Basel, Switzerland ⎯ The Galleries sector of Art Basel was lively and bustling on the last day of VIP entrance. Lots of lookers, buyers, and stimulating conversations with gallery directors. Crowds of people lined up to talk about the works. The larger number of VIPS compared to last year’s group probably meant there were more people there to buy. And of course the parties were in full swing too, jam-packed with art-admirers.
Moving focus back to the show, work was a bit dour in color compared to years past. Browns and greys dominated in painting and photographs with a general feeling of acceptance of things in the state of the world as it now is, since there’s little we can do. But then, while walking along the galleries sector, a booth brought in strong color, exuberance, lifting the mood momentarily. The eye catches Bernd Koberling in his Memories of Water I-III (acrylic on wood, Kewenig, Berlin, 2008), still relevant and needed today, and Mildred Thompson’s bright, playful oils in Radiation Explorations (Galerie Lelong & Co., New York, 1994).
Is it that we never know lately, what tomorrow will bring? Politics was there in bursts of text and photography, with Alfredo Jaar’s gold miners in South America marching up the hill, Gold in the Morning (lightboxes with color transparencies, Galerie Lelong, 1985/2018); digital black and white prints of Syrian refugees on the high seas. Ron Terada’s wall-text piece, TL: DR 2 (Catriona Jeffries, Vancouver, 2017-18), consisted of 52 Paintings of headlines tracking surveillance, and Alicia Frames’ “IS MY BODY PUBLIC? (GERMAN)” 1/1 inkjet print, with the same text produced in several languages on net fabric making it possible to see through it but to also see the shadow it cast on the wall behind it.
Robert Motherwell’s Elegy to the Spanish Republic No. 130 (1974-5) and his Untitled No. 5 (1967 acrylics, Bernard Jacobson Gallery, London, 1967) are unfortunately relevant in today’s world. Similarly, Robert Longo’s Untitled (Bullet Hole, Earth Day, 2017, Huntsville, Charcoal on Paper, 2018, Galerie Thadaeus Rpac, London, Paris) deals with a contemporary issue in our time.

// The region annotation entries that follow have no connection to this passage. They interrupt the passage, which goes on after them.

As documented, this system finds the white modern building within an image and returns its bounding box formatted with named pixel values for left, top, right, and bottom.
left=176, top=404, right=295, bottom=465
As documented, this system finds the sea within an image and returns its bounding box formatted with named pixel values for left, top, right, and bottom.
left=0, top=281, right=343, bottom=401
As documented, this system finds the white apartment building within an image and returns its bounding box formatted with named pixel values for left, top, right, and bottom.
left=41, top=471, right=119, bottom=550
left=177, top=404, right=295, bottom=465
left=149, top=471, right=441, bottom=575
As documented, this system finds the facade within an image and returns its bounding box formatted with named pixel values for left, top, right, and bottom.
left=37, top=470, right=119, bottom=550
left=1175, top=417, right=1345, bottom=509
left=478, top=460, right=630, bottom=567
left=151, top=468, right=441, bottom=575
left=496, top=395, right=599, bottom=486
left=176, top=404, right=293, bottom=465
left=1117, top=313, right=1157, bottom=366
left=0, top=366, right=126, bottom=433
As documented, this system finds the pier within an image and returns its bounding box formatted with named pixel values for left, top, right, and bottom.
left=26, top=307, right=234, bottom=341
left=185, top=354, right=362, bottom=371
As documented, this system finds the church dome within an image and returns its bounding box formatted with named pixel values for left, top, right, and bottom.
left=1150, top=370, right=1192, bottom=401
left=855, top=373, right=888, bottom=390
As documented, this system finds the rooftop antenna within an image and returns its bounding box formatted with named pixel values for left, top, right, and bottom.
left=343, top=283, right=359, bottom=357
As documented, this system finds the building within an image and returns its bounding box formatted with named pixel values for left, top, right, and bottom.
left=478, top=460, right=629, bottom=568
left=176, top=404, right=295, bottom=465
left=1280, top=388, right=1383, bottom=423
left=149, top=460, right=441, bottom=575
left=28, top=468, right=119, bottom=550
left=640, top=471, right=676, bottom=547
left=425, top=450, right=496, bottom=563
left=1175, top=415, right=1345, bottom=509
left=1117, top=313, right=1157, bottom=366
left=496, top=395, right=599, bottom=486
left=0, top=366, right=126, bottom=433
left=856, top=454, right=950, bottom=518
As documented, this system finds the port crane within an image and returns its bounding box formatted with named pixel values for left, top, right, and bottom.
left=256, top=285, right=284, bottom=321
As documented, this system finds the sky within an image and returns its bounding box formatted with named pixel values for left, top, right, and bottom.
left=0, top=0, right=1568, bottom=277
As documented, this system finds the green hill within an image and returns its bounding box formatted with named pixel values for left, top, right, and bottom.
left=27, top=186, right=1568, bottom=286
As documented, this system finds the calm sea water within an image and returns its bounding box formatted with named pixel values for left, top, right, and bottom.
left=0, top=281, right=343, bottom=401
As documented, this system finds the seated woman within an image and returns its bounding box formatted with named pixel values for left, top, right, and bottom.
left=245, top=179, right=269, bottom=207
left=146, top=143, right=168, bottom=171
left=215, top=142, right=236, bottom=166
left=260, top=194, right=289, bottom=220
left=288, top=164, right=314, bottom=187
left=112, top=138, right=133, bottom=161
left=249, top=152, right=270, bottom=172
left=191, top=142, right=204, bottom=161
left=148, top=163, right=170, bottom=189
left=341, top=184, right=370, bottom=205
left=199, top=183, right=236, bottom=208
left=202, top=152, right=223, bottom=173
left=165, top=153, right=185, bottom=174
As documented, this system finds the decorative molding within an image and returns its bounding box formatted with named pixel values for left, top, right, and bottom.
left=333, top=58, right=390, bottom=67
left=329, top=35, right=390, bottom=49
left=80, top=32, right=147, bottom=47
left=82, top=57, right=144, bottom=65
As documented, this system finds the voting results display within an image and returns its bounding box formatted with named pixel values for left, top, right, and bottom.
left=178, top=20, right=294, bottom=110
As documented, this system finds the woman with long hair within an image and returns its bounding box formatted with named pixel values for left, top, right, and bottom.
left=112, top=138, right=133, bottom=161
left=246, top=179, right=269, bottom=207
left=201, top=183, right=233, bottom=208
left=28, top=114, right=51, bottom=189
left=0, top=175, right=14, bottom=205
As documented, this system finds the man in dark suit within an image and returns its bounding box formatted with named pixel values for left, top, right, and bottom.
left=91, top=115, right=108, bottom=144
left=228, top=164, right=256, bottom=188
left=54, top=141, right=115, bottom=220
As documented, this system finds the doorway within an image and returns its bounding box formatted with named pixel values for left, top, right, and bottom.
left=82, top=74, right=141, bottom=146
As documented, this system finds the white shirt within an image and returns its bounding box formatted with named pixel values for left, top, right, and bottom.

Galleries had lots of woven textile pieces made of often local, alluding-to-natural materials, the best of which were Louis Bourgeois’ Untitled (fabric, thread and stainless steel, Galerie Lelong, Paris, 2005): a Louise Bourgeois tower of fabric pillows stacked, keeping life soft and comfy; and Roberto Cuoghi’s Ether en flocons (Galerie Chantal Crousel, 2016-2018). This piece was created with a group of ten elements, glucose, seaweed, protein, carbohydrates, meat casein, and fat that produced humorous creatures reminiscent of Joseph Beuys. They were encased in glass boxes along with lab specimens of prehistoric critters.
Beautiful were the tapestries produced by two artists: Goshka Macuga’s Make Tofu Not War (Kate McGarry, London, 2018) had an adorable standing reindeer, arms folded in conversation with a polar bear sitting on a vine-covered rock beside a sign saying, 4 LEGS GOOD, 2 LEGS BAD. The brother polar bear, stood off to the side, bent over with his sign: ITS HOT IN HERE. Jaume Plensa’s Self-portrait with fruits (bronze and tree, Galerie Lelong, Paris 2017) provides the sitting contemplative self-portrait bronze sculpture under the tree in a field of mulch. The buyer gets to pick the tree that grows best in his environment. Modern Boddhisatva? That’s what came to my mind.
Even David Hockney has gone environmental with his trees and grass, The Yosemite Suite No. 8 (I-Pad drawing printed on paper, Galerie Lelong, Paris and New York, 2010). Sanda Gamarra,’s Recurso I (Landscape) mixes natural elements using colored earth to paint on canvas and text to explain her message in her renaissance drawing-like and red-chalk-tinged landscape (Juana de Aizpuru, Madrid, 2018). What red blood has stained this land?
On that thoughtful note, I go out to grey skies hoping, as Mark Bradford said, “Tomorrow is a Brighter Day.”